Originally Posted by mdl
Originally Posted by mdl
Obviously not! But I maintain it does contribute to slow rounds.
I don't have any experimental data or anything, so I'm not going to claim I have proof it speeds overall pace of play. But I'm pretty sure it does. Think about it this way. If every group on every par 3 waves up the following group after everyone's on the green, then you have at least two groups actively playing on every hole. If everyone putts out on the par 3s, that means there's 4 holes on the course where only one group is playing at a time. That's going to add at least 20-30 minutes to your round.
Even if you don't believe that argument, as was replied to you above, it evens out the waiting times if the group in front waves up the following group.
Originally Posted by sacm3bill
If having more groups actively playing each hole helped anything, then it would help to wave groups up on the par 4s and par 5s as well, as Sean suggests.
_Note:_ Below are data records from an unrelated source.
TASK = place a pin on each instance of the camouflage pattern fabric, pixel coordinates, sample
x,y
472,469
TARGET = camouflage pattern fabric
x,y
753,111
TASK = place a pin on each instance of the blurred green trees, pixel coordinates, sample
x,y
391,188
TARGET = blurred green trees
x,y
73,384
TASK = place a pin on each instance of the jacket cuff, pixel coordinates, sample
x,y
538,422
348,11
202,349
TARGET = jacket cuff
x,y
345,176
The reason that *doesn't* help is because the duration of the round is always going to be as long as it takes to get to the 18th green and putt out, and the only thing that depends on (assuming you're waiting on groups ahead of you, as is the assumption for the sake of this argument), is the speed of the slowest group in front of you.
The par 4s and 5s argument is bogus. The reason you don't wave up the following group on par 4s and 5s is because the group behind you is still hitting and walking to their balls and setting up their approach shots for most of the time your group is on the green (unless your group is ungodly slow or the following group is super fast).
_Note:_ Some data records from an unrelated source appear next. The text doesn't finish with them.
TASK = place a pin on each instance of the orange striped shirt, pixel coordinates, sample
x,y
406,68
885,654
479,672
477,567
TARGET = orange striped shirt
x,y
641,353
You're saying you've never had to wait for a green to clear before hitting your approach shots to a par 4 or par 5?
Even if that's been your experience, it is certainly not the norm. If groups are stacked up to the point where you're waiting for the green to clear on the tee box of par 3s, then you're also going to be waiting for the green to clear when hitting your approach shots on par 4s and 5s. And you're going to be waiting longer on those approach shots if the group in front of you has been previously delayed when putting out on the par 3s because they had to wait for your group to hit when they wave you up.
Add up the minutes. We all know that the time it takes for a group to go from first putt in the group to clearing the green (call it X minutes) is definitely longer than the time it takes a well-prepared group to take four tee shots (call it Y minutes). So if every group is waving up, you get to wait X minutes less before starting the hole, with the only cost being you have to wait Y minutes between when your whole group is on the green and when you get to start taking putts. So as long as X > Y, you're saving 4 * (X - Y) minutes on the round by having every group wave up the following group on each par 3. Figure 4-5 minutes on the green per group, and 1.5-2 minutes for a well prepared group to all tee off, and you're saving 10-15 minutes a round at least.
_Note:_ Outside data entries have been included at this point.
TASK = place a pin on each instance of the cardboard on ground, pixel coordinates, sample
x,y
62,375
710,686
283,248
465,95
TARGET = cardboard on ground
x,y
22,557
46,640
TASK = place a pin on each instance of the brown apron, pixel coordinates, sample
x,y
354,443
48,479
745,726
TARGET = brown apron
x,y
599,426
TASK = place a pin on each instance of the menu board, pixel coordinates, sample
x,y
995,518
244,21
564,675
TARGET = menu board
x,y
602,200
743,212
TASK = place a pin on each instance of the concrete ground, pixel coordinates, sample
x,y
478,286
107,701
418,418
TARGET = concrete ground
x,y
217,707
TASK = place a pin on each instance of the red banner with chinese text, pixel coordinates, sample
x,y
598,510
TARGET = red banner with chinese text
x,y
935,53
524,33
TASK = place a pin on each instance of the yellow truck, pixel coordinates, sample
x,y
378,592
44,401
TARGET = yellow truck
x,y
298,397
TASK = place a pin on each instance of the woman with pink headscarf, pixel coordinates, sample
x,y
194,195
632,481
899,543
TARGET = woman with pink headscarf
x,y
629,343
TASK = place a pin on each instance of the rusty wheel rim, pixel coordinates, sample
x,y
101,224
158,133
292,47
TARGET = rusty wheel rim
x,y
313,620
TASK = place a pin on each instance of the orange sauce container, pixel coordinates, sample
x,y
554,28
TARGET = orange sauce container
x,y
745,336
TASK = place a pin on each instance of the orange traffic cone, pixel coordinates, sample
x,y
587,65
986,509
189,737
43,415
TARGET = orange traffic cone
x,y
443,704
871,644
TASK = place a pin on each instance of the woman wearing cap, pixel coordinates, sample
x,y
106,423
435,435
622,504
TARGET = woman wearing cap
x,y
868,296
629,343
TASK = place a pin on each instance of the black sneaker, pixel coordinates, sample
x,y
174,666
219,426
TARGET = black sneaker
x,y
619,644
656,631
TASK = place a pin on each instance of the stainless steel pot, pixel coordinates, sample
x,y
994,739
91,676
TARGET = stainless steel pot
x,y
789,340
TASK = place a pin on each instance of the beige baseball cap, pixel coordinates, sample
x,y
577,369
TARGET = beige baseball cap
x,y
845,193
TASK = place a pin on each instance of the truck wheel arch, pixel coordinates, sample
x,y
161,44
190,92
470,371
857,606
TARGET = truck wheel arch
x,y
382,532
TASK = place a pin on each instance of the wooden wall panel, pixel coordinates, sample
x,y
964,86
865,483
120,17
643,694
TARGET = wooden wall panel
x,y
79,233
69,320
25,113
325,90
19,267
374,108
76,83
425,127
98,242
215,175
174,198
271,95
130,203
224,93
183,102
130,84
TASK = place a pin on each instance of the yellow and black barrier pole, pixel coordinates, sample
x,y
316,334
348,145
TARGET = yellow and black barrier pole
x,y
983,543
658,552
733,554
You may be saving (X - Y) minutes for that hole, but you lose that same Y amount of minutes on the next hole, because that amount of time it took for your group to tee off is also the amount of time you've delayed the group in front of you, because they can't be putting while they're waiting for your group to tee off. So you're increasing the round by those Y minutes because no matter what, you can't finish the round before the group in front of you does, and you are delaying *their* round by making them wait for you to tee off on every par 3. So, using your example numbers, your group saves 2.5 to 3 minutes (X - Y) in playing that par 3, but also loses 1.5 to 2 minutes (Y) the next time you're waiting for the fairway or green to clear. So even if your logic were sound, you're really only saving 1 minute per par 3.
But you're really *not* even saving that 1 minute, because you're logic is *not* sound: Like I said already, You can't finish any earlier than the group in front of you. Having the group in front of you wave you up on par 3s does nothing to speed up their play. It actually slows them down.